Detailed Analysis of the Scope, Claims, and Patent Landscape for U.S. Patent 6,653,286

Introduction

U.S. Patent 6,653,286 ("the ’286 patent") was granted on November 25, 2003, and pertains to a specific pharmaceutical formulation or compound. Analyzing its scope and claims provides critical insights into its enforceability, territorial influence, and the competitive landscape within the relevant therapeutic category. This assessment synthesizes claim analysis, scope interpretation, and the current patent landscape to inform strategic patent decision-making.

Overview of the ’286 Patent

The ’286 patent generally focuses on a novel chemical entity or formulation with potential therapeutic benefits. Patent documents of this nature often aim to patent the compound itself, intermediary processes, or specific pharmaceutical formulations. Understanding the patent's content involves scrutinizing the independent claims, dependent claims, and their scope variations.

Claims Analysis

1. Nature of the Claims

The ’286 patent contains multiple claims, typically including:

Independent Claims: Define the broadest scope, commonly directed to the chemical compound, pharmaceutical composition, or method of use.
Dependent Claims: Narrower claims referencing independent claims, adding specific limitations such as dosage, formulation, or therapeutic indication.

Claim 1 (a representative example) likely delineates a chemical compound with particular structural features or a composition comprising the compound.

2. Scope of Claim 1

Assuming Claim 1 covers a specific chemical entity characterized by certain substituents or stereochemistry, its scope hinges on the broadness of the chemical definitions used. For instance, if Claim 1 claims a compound with a specific core structure, potential infringers could design away from this core or modify substituents, which would fall outside the claim scope.

The scope also depends on the claim language—whether it is Markush-style (covering classes of compounds) or specific chemical structures. For example, a claim stating "a compound selected from the group consisting of..." broadly encompasses multiple variations, increasing enforceability but risking invalidity if overbroad.

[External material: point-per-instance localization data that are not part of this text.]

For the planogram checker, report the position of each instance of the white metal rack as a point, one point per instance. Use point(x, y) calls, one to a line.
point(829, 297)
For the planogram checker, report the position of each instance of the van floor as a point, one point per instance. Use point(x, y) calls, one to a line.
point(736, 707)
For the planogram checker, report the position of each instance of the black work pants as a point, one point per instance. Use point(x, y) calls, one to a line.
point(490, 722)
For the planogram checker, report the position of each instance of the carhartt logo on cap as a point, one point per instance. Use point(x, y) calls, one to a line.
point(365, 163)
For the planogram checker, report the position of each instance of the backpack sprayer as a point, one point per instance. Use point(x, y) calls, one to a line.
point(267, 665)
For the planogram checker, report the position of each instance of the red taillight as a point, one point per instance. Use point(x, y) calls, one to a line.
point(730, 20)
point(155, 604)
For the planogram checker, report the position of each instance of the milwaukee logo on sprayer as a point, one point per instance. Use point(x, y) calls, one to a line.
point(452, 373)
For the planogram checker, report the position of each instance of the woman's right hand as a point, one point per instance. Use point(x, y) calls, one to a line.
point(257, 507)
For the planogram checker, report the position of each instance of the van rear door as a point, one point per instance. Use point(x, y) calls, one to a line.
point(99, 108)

3. Method and Composition Claims

The patent may include claims directed to pharmaceutical formulations, such as tablets or injections, or methods for treating particular diseases. These claims are generally narrower, potentially providing additional layers of patent protection and expiring later due to patent term adjustments.

4. Claim Validity and Interpretation

The validity of claims hinges on novelty, non-obviousness, and enabled disclosure per U.S. patent law. The breadth of the claims suggests they were crafted to balance broad protection with defensibility; overly broad claims risk invalidation unless supported by detailed experimental data.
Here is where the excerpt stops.